Frusquineur, m. (popular), tailor, “snip, steel-bar driver, cabbage contractor, or button catcher.”

Frusquins, m. pl. (popular), clothes, or “toggery.”

Fuir (popular), laisser —— son tonneau, to die. For synonyms see [Pipe].

Fumé, adj. (familiar and popular), to be in an awful fix, past praying for, “a gone coon.” With regard to the English slang equivalent, the Slang Dictionary says: “This expression is said to have originated in the first American War with a spy who dressed himself in a racoon skin, and ensconced himself in a tree. An English soldier, taking him for a veritable coon, levelled his piece at him, upon which he exclaimed, ‘Don’t shoot, I’ll come down of myself; I know I’m a gone coon.’ The Yankees say the Britisher was so ‘flummuxed’ that he flung down his musket and ‘made tracks’ for home.” The phrase is pretty general in England. (There is one difficulty about this story—how big was the man who dressed himself in a racoon skin?)

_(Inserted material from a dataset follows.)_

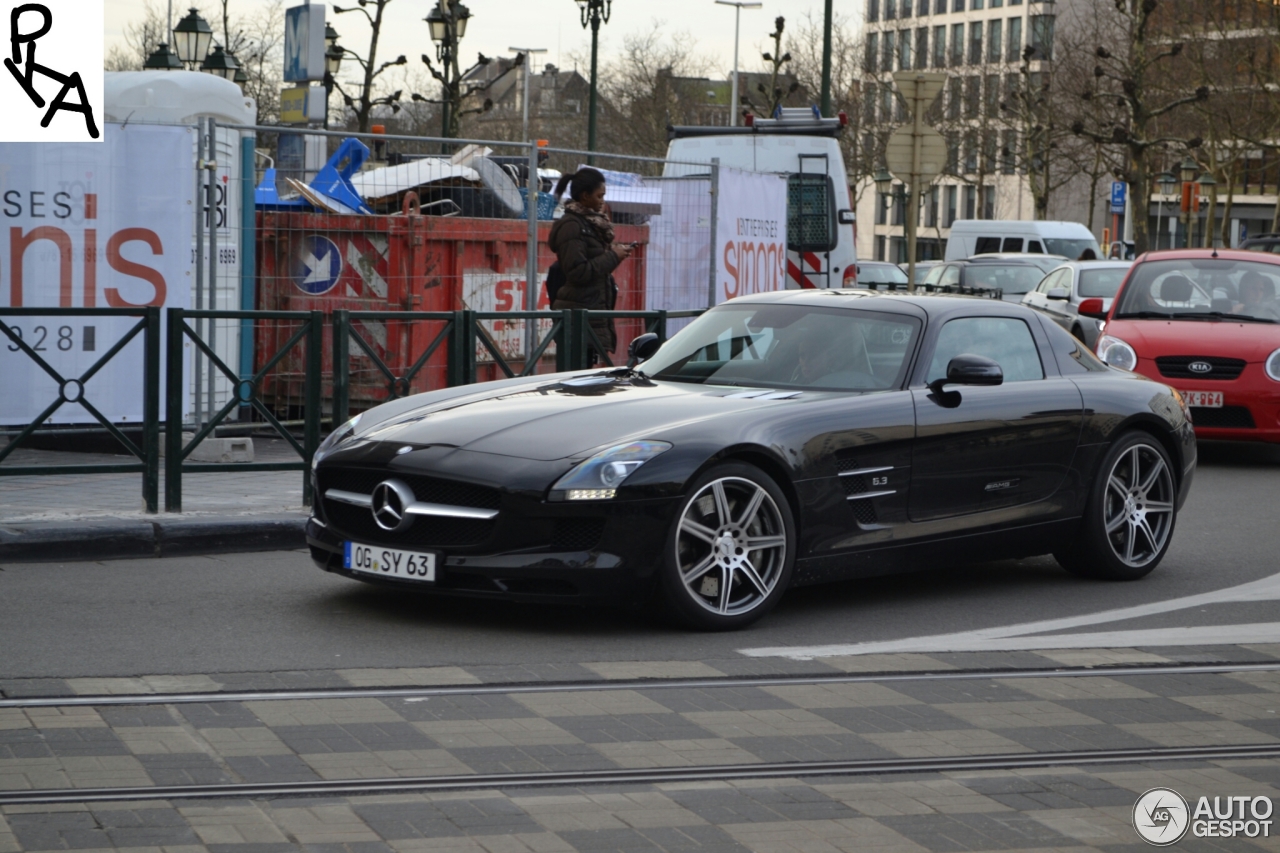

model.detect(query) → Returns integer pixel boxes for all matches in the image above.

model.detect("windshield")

Fumer (popular), to snore, “to drive one’s pigs to market;” —— sans pipe et sans tabac, to be “riled;” to fume. Avoir fumé dans une pipe neuve, to feel unwell in consequence of prolonged potations.

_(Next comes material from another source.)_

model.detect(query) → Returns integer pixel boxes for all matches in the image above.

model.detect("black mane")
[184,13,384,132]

Fumerie, f. (popular), smoking, “blowing a cloud.”

Fumeron, m. (popular), hypocrite, “mawworm.”

Fumerons, m. pl. (popular), legs, “pegs.”

Fumiste, m. (familiar), practical joker; humbug. Farce de ——, practical joke. For quotation see [Farce]. (Polytechnic School) Etre en ——, to be in civilian’s clothes, “in mufti.”